Round: Actually, when I was making this record I approached it differently. I decided that if anyone was going to be involved in any level I was going to give them the freedom to do what they wanted as much as possible, instead of trying to dictate to everybody what I thought it should be like. That got carried over to the videos so when Scott Rhea decided that he wanted to direct “The Last Time,” he actually wrote treatments for around six of the songs. We were going to try to make all of them, but obviously that gets expensive, so we chose “The Last Time” because that’s the one he really wanted to do. He sent me the treatment and I loved it. It ended up being the video with the highest production value I’d ever made. It was a two-day shoot, are there were 15 crew, make-up, styling and all that kind of stuff. It was weird for me because I basically just sat there and let it happen to me, which was kind of a freeing experience. I obviously brought my performance to it and did what I could in that way, but I really wanted to let go of trying to control what it became.

Paste: Just letting him see his own vision through.
Round: Yeah, I wanted it to be more of a coming together of the two sides of it and to see what that would create. Same with the “Pick Up The Phone” video with Rani [DeMuth]. She wrote a treatment and had a lot of ideas for it, and I just tried to get into that role and become that character and bring myself to it. She actually took a lot of scenes out after the shoot. There were three or four different set-ups and she decided when she saw it that she just loved that one. I was really happy with the result.
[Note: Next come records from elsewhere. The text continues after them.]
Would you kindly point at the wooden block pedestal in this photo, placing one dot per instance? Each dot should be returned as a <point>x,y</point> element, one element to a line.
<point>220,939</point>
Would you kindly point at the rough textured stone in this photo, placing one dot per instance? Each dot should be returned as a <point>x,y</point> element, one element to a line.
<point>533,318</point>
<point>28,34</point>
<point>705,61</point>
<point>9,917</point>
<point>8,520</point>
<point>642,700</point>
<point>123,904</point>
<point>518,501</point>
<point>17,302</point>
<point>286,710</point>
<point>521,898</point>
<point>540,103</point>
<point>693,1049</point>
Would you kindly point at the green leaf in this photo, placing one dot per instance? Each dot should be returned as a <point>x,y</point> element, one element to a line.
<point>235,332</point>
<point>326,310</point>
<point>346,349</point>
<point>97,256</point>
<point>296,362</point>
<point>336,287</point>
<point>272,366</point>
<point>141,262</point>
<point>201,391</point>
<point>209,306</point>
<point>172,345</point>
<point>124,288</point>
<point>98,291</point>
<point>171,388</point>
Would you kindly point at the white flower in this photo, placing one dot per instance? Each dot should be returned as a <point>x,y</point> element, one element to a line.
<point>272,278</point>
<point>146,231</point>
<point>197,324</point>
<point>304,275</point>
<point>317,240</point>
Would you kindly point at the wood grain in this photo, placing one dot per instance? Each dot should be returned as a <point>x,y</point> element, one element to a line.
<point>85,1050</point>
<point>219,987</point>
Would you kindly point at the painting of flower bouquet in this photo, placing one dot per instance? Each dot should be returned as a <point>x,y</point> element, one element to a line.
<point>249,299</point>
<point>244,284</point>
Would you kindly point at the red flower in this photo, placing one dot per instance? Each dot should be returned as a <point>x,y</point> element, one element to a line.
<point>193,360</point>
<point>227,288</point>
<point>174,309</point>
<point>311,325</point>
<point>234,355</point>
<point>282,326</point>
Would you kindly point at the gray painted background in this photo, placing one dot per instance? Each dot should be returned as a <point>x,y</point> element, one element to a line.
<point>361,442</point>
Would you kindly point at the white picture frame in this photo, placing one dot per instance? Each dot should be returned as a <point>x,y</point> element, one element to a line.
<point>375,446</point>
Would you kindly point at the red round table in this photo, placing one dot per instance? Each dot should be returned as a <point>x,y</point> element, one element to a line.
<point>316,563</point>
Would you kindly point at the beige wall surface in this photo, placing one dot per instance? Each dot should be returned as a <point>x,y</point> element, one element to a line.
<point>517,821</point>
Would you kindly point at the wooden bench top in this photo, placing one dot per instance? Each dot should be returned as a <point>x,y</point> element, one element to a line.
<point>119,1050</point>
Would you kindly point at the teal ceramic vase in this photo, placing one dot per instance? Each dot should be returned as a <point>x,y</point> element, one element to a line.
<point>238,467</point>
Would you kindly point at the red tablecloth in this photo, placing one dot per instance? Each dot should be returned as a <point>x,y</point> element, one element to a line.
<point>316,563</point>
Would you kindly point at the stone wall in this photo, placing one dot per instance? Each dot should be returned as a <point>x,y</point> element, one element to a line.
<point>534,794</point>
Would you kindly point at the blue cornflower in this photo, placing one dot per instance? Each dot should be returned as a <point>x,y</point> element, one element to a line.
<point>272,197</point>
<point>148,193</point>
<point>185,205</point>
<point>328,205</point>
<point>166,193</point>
I think it’s beautiful.

Paste: During your hiatus, you did a lot of writing songs for movies and TV. Was that something you were doing just to tide yourself over in between albums, or is it something you would like to do more of in the future?
Round: I would love to do more of that. I can’t speak for everyone, but I can’t imagine why any artist wouldn’t just want to be sat in front of a movie with a guitar or whatever and just write a score for it. It’s a fun thing to do. I haven’t gotten to that point yet, but I’ve worked with a couple of composers. Working on the Valentine’s Day song was really exciting. I went to Soundstage and finalized with the orchestra. It was the most terrifying thing I’ve ever done in my life because there are 60 or 70 players looking at their watch at their watch going ‘Oh it’s another five minutes, another $500,’ so it’s a lot of pressure. The stuff for the TV shows were songs I had already written and that were taken from my EP or from my record and put into TV shows. But yeah, it is totally something that I’m interested in. I love movies, I love watching movies, and I love hearing my own music in movies and on TV.

Paste: So are we going to have to wait another five years for the next full-length, then?
Round: [Laughs] I hope not. I don’t think so. I’ve been pretty inspired and as long as I can afford to do it, I’ll do it. There was a period as well, though, where I just wanted to challenge myself as a person because I hadn’t done a lot of writing with other people and I hadn’t done anything for film or TV. I collaborated with Puscifer for the last four years too, which was a really great learning experience and also good for me creatively. I feel like I had closed a lot of doors to myself because before that I told myself I was just going to be a singer/songwriter and an artist and it was just fucking boring. When I do that, I don’t feel like I’ve progressed that much as an artist. I think it’s good for me to continue doing things that are inspired by other people.